Rabu, 29 Februari 2012

MY SUPER CHEF

“Uenak banget, Bu” Kata Sakha
“Iya, enaak buanget !” timpal Akhsan
Wah…rasanya bangga banget kalau setelah mengolah sesuatu menjadi makanan (aku kurang PD menggunakan kosakata memasak) anak-anak menyukainya.
Komentar ini kudapat setelah menyulap setengah kilo ikan tengiri, dua sendok tapioka, dua butir telur ditambah garam dan bawang putih menjadi mpek-mpek.
Baru selesai kurebus, tanpa digoreng sudah ludes dilahap anak-anak. Tak perlu aku bikin sambal cuka, untuk Sakha cukup dicocol saos sambal dan sediaan kecap buat Akhsan.
Semangkuk mpek-mpek itu nampak memuaskan anak-anak, dan sore itu aku bahagia karenanya.
(Maaf Bapak, menu untuk Bapak malam ini nasi goreng saja…bukankah anak-anak yang membutuhkan lebih banyak gizi untuk menjadi semakin besar, semakin tinggi dan semakin pintar. Bapak hanya akan tumbuh ke samping he..he, kalo menu kurang pas silahkan meluncur ke angkringan dengan pilihan ceker atau kepala bakar)

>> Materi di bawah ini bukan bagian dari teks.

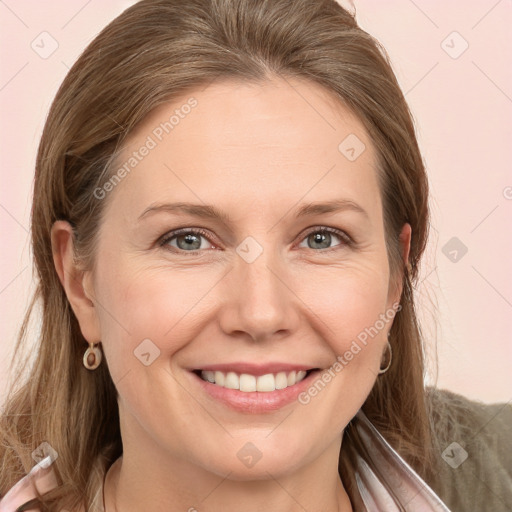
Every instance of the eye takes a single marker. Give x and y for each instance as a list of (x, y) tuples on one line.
[(321, 236), (189, 239)]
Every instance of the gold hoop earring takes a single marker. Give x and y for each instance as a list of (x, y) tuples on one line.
[(384, 370), (92, 357)]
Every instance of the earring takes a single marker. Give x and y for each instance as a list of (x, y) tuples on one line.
[(92, 357), (384, 370)]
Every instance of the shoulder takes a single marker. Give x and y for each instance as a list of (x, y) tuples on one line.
[(473, 449)]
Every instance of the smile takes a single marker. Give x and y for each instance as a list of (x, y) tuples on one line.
[(247, 383)]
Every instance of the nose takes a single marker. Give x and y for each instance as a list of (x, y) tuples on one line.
[(259, 302)]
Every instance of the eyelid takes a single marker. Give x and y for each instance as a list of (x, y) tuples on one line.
[(347, 240)]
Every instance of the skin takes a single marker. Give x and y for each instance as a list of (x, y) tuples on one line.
[(257, 152)]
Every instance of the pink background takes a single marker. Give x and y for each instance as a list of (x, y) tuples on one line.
[(461, 100)]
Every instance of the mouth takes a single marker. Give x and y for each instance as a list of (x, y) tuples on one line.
[(248, 383)]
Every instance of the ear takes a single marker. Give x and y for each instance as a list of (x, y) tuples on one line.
[(405, 246), (75, 281)]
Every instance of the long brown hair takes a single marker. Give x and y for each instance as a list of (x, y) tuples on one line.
[(153, 52)]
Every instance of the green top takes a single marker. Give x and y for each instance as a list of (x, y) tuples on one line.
[(475, 453)]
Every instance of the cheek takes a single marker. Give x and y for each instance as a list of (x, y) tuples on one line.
[(147, 311), (349, 303)]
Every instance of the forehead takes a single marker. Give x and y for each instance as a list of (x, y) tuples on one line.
[(271, 142)]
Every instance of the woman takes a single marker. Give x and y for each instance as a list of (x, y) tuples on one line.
[(276, 366)]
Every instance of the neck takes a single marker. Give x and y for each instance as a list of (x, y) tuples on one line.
[(129, 488)]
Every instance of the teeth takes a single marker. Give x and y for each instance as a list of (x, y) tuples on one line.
[(247, 383)]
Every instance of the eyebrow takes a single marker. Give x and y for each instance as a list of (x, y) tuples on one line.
[(211, 212)]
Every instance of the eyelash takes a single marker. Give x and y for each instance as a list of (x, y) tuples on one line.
[(347, 241)]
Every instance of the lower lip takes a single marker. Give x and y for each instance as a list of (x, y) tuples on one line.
[(255, 402)]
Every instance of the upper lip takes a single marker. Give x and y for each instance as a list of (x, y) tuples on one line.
[(255, 368)]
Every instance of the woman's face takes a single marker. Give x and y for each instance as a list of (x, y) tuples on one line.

Memasak tidak masuk dalam daftar hobby maupun keahlianku. Sekedar mengolah bahan mentah menjadi siap makan sih bisa, dengan rasa yang sedang-sedang saja (sekali lagi) dengan pembelaan : tercukupi gizi dan keanekaragamannya, tanpa MSG, bahan pengawet dan pewarna yang tidak diperuntukkan bagi makanan.
Bisa jadi anak-anak merasa apa yang diolah ibunya terasa nikmat karena dibumbui dengan cinta (cie…).
Meminjam istilah teman (Yan, aku catut kosakatamu) apapun yang dimasak kalo dengan “mother touch” pasti akan berasa istimewa.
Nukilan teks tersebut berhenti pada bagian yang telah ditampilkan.